Model your domain in F#, consume it in Python or C# backends and TypeScript frontends. The downside is needing to know all of these languages and run times but I think I'd rather know F# and the quirks with interacting with TypeScript than a library like Effect!

[1] https://fable.io




I've tried compile-to-JS languages before but their big weaknesses are:

1. Debugging can become quite a pain. Nobody likes debugging generated code.

2. You don't get to use libraries and tools from the enormous JavaScript ecosystem.

3. Eventually you'll find some web feature that they haven't wrapped in your language and then you're in for FFI pain.

In the end I found Typescript was good enough that it wasn't worth dealing with those issues.
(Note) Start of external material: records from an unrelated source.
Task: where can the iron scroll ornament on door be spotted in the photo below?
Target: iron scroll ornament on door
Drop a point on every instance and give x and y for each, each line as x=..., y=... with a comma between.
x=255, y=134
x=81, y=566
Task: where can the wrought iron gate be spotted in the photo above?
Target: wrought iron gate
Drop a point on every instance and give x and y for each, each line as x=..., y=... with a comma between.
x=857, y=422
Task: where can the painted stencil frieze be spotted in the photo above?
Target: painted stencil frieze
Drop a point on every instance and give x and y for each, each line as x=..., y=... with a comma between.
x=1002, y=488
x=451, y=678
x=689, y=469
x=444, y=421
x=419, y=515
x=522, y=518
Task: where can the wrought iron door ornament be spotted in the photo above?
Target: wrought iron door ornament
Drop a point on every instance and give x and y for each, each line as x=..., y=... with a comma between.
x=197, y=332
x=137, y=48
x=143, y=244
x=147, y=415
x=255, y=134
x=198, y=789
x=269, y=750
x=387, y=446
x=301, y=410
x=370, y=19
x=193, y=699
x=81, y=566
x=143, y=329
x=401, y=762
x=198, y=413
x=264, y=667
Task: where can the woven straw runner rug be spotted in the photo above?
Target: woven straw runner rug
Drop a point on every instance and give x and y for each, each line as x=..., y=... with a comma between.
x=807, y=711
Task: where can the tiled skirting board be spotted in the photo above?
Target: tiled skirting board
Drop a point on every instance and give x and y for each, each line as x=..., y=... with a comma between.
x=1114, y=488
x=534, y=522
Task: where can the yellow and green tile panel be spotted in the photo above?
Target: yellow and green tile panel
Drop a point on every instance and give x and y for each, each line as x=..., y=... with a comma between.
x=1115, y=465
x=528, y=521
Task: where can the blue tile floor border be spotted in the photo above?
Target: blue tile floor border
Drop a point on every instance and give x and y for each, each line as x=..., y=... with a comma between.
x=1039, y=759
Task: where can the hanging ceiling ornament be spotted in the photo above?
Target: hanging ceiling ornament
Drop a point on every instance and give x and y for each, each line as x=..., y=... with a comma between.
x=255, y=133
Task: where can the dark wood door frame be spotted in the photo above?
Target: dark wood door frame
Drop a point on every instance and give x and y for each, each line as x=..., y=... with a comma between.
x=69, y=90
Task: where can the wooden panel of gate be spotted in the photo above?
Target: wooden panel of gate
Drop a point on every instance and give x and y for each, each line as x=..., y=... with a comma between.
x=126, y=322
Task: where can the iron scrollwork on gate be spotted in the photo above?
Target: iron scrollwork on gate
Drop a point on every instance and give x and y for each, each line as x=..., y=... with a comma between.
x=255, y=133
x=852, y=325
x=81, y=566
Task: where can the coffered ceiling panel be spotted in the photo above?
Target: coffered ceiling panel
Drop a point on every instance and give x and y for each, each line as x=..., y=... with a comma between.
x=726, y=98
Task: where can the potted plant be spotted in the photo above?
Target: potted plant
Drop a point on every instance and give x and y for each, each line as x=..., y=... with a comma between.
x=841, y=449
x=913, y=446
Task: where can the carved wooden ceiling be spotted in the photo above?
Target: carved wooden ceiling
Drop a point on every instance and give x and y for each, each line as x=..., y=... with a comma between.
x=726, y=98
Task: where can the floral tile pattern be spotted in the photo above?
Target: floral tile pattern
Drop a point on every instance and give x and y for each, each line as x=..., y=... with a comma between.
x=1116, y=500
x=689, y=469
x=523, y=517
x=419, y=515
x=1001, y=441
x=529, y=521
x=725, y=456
Fable is still very much integrated with the runtime so there’s an expectation to handle those bullet points with inline annotations.

You can build an entire application in F# and compile to JS but another option is compiling to TS and calling that F# code from your TS app. I/O and views and whatnot are written in TS and the domain model is in F#. The entire model could be nothing but pure functions and resolve to a single expression!


This is so cool! I’ll have to try it out soon. Thanks!